Confesó distraída y cuando el cura que le cupo en suerte —un viejo sacerdote de gesto severo, avinagrado, que olía a cirio de sacristía y cebolla rancia—, le preguntó de malos modos si tenía algo más que contarle, Julia soltó aquello de: «¿por qué Jesús maldijo la higuera, si no era tiempo de higos?».
—De la higuera o de la viña, es decir, de su pueblo —respondió el confesor—, Dios espera un fruto bueno. Y no es lo único: de la religión del templo todos esperan que alivie su sed interior, su deseo del encuentro con Dios.
—Pero —objetó la niña—, si no era tiempo de higos, por mucho que lo intentara, pobre higuera, no podía satisfacer a Jesús. Es injusto.
—¿Injusto Dios, nuestro Señor? —se amoscó el dómine—. Mira desvergonzada, lo que Jesús nos dice es que por medio de la oración, si se pide con fe, todo es posible y que si la higuera no dio frutos, siendo el mismísimo Hijo de Dios quien se los reclamaba, fue por abulia, negación, pura maldad. Por eso la castigó.
—Pero padre —volvió Julia al ataque, con la candidez propia de la infancia—, yo le pido muchas cosas a Dios, con todas mis fuerzas, y no me las concede, ninguna, hasta dejó que muriera Ginés, mi perico, gracioso como él solo, y de esto hace bien poco, no vaya usted a creer.
—¡Engendro de Satanás! ¡Hija del demonio! —tronó el cura, con un rugido que hizo temblar las columnas del templo, sobrecogiendo hasta a los mismos santos en sus hornacinas— ¡Te has de condenar al fuego eterno! ¡Blasfema! ¡Sacrílega! ¡Vade retro! ¡Comunista!
Y la pobre chiquilla, asustada, ruborosa y aturdida, tuvo que recorrer la nave de la iglesia, hasta ocupar su puesto de nuevo en la fila, perseguida por la mirada justiciera de las monjas, que no atinaban a imaginar qué crimen horrendo había tenido que cometer, aquella oveja descarriada tan tempranamente.

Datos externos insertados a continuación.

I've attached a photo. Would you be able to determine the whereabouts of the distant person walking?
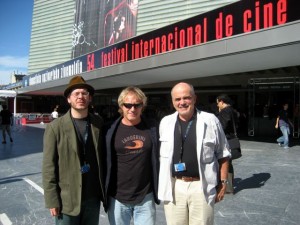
[51,108,58,119]
[216,94,238,193]
[0,105,13,144]
[275,103,293,149]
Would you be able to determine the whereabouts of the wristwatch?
[221,180,228,184]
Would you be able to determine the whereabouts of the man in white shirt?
[158,83,230,225]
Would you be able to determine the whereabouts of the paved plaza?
[0,124,300,225]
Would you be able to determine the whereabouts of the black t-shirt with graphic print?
[109,122,152,204]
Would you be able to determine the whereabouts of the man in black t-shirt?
[275,103,293,149]
[105,87,159,225]
[0,105,13,144]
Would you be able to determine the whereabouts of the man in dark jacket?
[42,76,105,225]
[217,94,238,193]
[105,87,159,225]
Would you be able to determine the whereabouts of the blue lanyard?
[177,115,195,163]
[72,117,90,164]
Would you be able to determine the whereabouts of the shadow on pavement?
[234,173,271,194]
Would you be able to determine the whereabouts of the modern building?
[5,0,300,137]
[28,0,75,74]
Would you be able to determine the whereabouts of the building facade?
[4,0,300,136]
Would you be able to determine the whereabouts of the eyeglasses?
[71,91,90,98]
[123,103,143,109]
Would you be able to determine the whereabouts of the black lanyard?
[177,114,195,163]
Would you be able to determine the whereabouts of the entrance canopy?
[0,90,17,98]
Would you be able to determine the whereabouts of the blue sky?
[0,0,34,85]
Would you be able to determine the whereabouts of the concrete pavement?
[0,124,300,225]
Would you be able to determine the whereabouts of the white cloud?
[0,56,28,85]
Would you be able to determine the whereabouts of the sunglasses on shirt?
[123,103,143,109]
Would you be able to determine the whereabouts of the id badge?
[80,163,90,173]
[174,163,186,172]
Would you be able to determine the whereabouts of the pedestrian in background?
[0,105,13,144]
[42,76,105,225]
[275,103,293,149]
[216,94,238,194]
[51,108,58,119]
[158,83,230,225]
[105,87,159,225]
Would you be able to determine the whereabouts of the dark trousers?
[55,198,100,225]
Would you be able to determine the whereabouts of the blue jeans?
[107,193,156,225]
[55,198,100,225]
[277,126,290,147]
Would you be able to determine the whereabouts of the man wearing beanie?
[42,76,105,225]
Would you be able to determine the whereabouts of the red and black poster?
[23,0,300,86]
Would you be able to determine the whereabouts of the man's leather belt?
[175,176,200,182]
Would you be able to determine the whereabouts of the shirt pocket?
[159,137,171,159]
[202,139,215,163]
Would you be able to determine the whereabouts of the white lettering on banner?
[42,68,59,83]
[29,74,42,86]
[60,60,82,78]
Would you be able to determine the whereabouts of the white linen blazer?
[158,110,231,204]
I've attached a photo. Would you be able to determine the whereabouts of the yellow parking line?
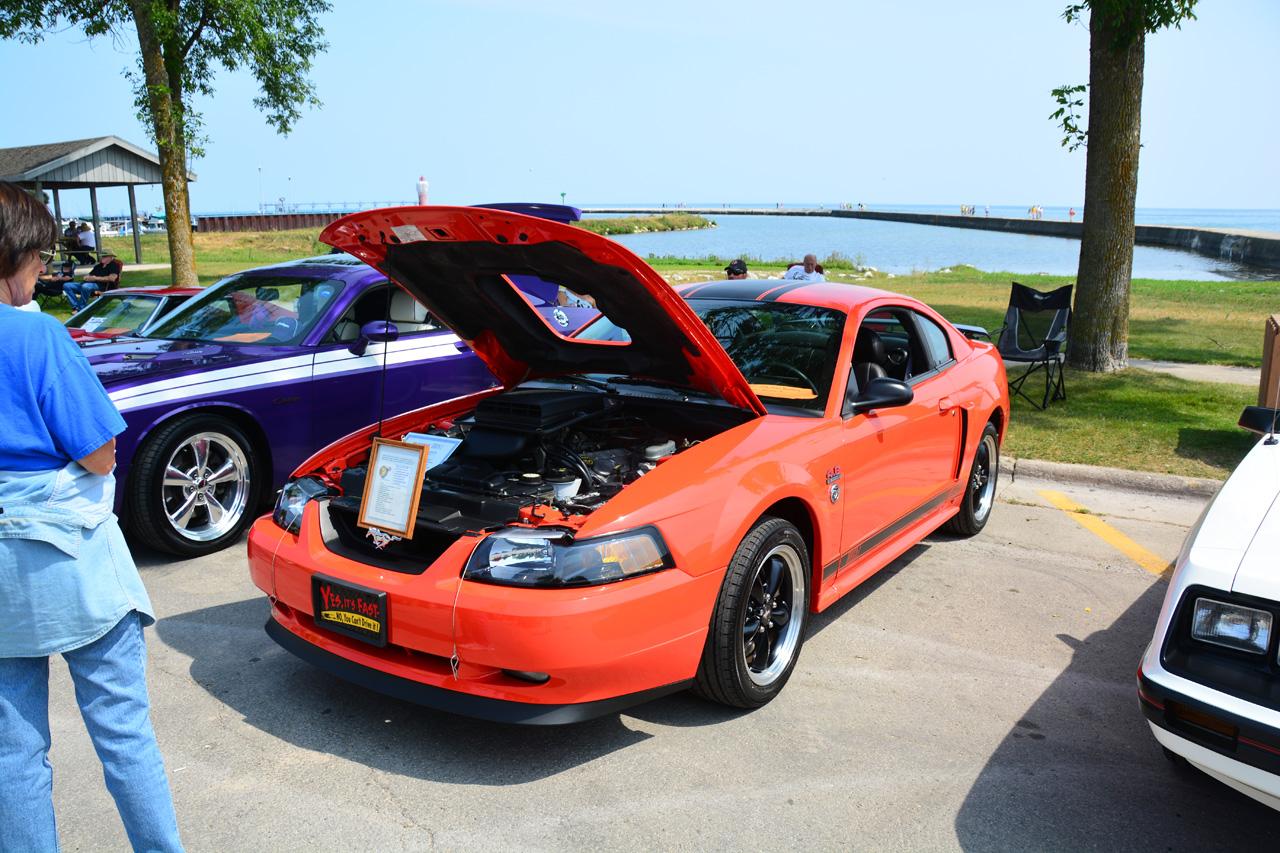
[1038,492,1174,580]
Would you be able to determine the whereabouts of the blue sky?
[0,0,1280,213]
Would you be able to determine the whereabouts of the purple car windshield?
[67,293,160,333]
[145,275,343,346]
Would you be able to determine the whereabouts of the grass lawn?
[85,229,1280,479]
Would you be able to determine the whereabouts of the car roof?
[102,284,205,296]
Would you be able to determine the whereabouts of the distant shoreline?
[582,205,1280,269]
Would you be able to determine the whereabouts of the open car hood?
[320,206,764,415]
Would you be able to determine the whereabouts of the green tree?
[0,0,330,287]
[1051,0,1197,373]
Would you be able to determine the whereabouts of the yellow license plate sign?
[311,575,387,646]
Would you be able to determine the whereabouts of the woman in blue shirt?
[0,182,182,852]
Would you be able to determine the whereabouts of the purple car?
[82,205,595,557]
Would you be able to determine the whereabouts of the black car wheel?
[946,424,1000,537]
[128,414,265,557]
[692,517,809,708]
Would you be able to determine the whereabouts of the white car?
[1138,406,1280,809]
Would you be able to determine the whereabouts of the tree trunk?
[129,0,200,287]
[1068,4,1146,373]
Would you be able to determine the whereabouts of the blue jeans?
[0,611,182,853]
[63,282,102,311]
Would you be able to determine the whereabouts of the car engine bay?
[321,388,754,573]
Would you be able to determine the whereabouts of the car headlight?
[1192,598,1271,654]
[466,526,676,588]
[271,476,337,533]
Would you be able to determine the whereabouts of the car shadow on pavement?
[955,573,1280,852]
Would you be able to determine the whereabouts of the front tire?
[128,414,265,557]
[692,516,810,708]
[945,423,1000,537]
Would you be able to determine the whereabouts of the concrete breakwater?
[584,207,1280,269]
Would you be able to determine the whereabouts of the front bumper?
[1138,649,1280,809]
[248,503,723,724]
[266,615,691,726]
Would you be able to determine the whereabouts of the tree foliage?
[0,0,330,286]
[1050,0,1197,373]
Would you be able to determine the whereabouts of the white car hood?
[1190,442,1280,601]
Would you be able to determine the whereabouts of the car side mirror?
[347,320,399,355]
[849,377,915,415]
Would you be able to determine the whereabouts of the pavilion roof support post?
[88,187,102,261]
[129,183,142,264]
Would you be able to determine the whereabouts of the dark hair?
[0,181,58,278]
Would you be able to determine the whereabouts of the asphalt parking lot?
[51,464,1280,853]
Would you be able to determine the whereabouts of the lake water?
[582,204,1280,280]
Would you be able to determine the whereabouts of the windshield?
[146,275,343,346]
[575,298,845,411]
[67,296,160,334]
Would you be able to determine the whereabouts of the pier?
[582,207,1280,269]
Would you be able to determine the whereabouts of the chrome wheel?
[125,412,270,557]
[161,432,252,542]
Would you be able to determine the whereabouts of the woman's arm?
[76,438,115,476]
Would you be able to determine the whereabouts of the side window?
[854,307,951,388]
[324,284,443,343]
[915,314,952,368]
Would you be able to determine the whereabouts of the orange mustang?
[248,207,1009,724]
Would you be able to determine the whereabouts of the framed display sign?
[357,438,428,539]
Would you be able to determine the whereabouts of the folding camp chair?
[992,282,1071,411]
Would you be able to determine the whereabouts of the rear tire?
[692,516,810,708]
[943,423,1000,537]
[128,414,266,557]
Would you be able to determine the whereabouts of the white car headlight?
[466,526,675,588]
[1192,598,1271,654]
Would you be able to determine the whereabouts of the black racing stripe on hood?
[381,241,716,384]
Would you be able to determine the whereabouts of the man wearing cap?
[74,251,124,311]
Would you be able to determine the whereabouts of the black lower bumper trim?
[266,619,692,726]
[1138,669,1280,776]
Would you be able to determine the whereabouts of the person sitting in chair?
[36,257,76,293]
[78,251,124,307]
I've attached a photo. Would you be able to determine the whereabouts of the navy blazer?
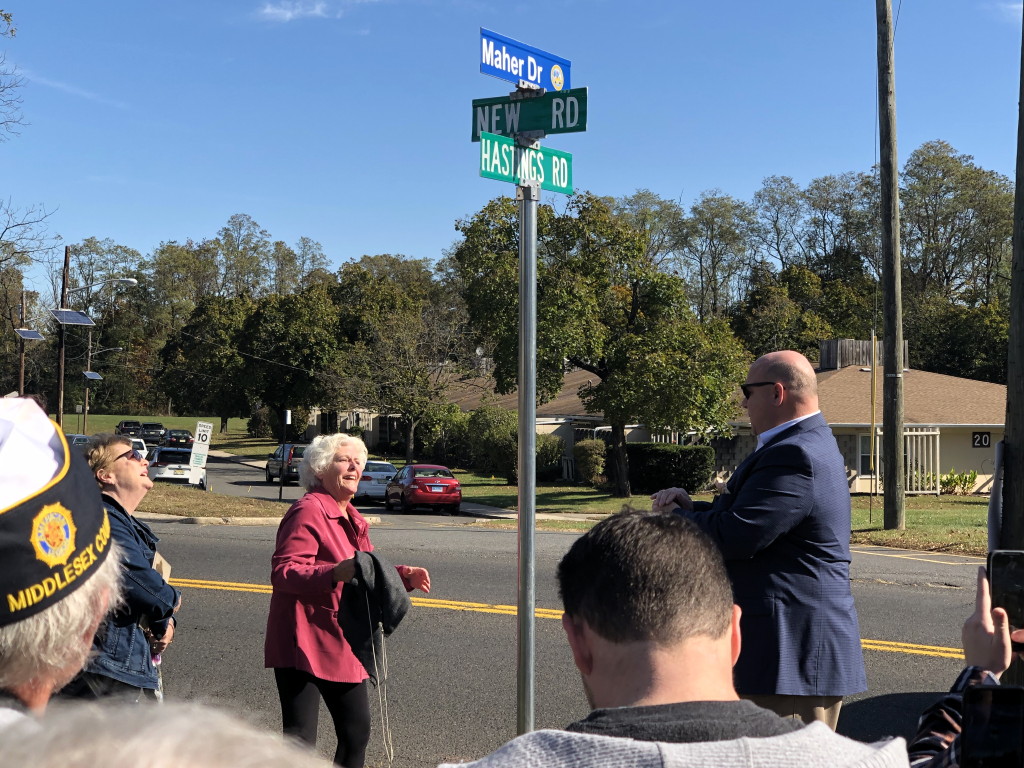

Desde aquel día, los primeros viernes de cada mes, Julia aprendió a hacerse invisible ante el confesionario.
Pasaron los días, los meses, los años. Se acabó el colegio y la universidad le abrió nuevos horizontes. Creció. Supo qué significaba ser comunista, incluso conoció alguno, y pese a la distancia ideológica que la separaba de ellos, no acabó de entender la furia condenatoria de aquel cura irascible. Viajó por el mundo. Conoció otras culturas, otras religiones, cada una con su higuera maldita, supo que todos los dogmas tienen sus propias contradicciones y que, en fin, no es sensato creer en dioses hechos a imagen y semejanza del hombre.
Hoy, casi medio siglo después, a la doctora Julia Ríos le gusta su trabajo, ayudar al prójimo, si el prójimo se deja, disfrutar de la vida a pesar de la agenda, la buena música, el güisqui y los higos, cuando es temporada.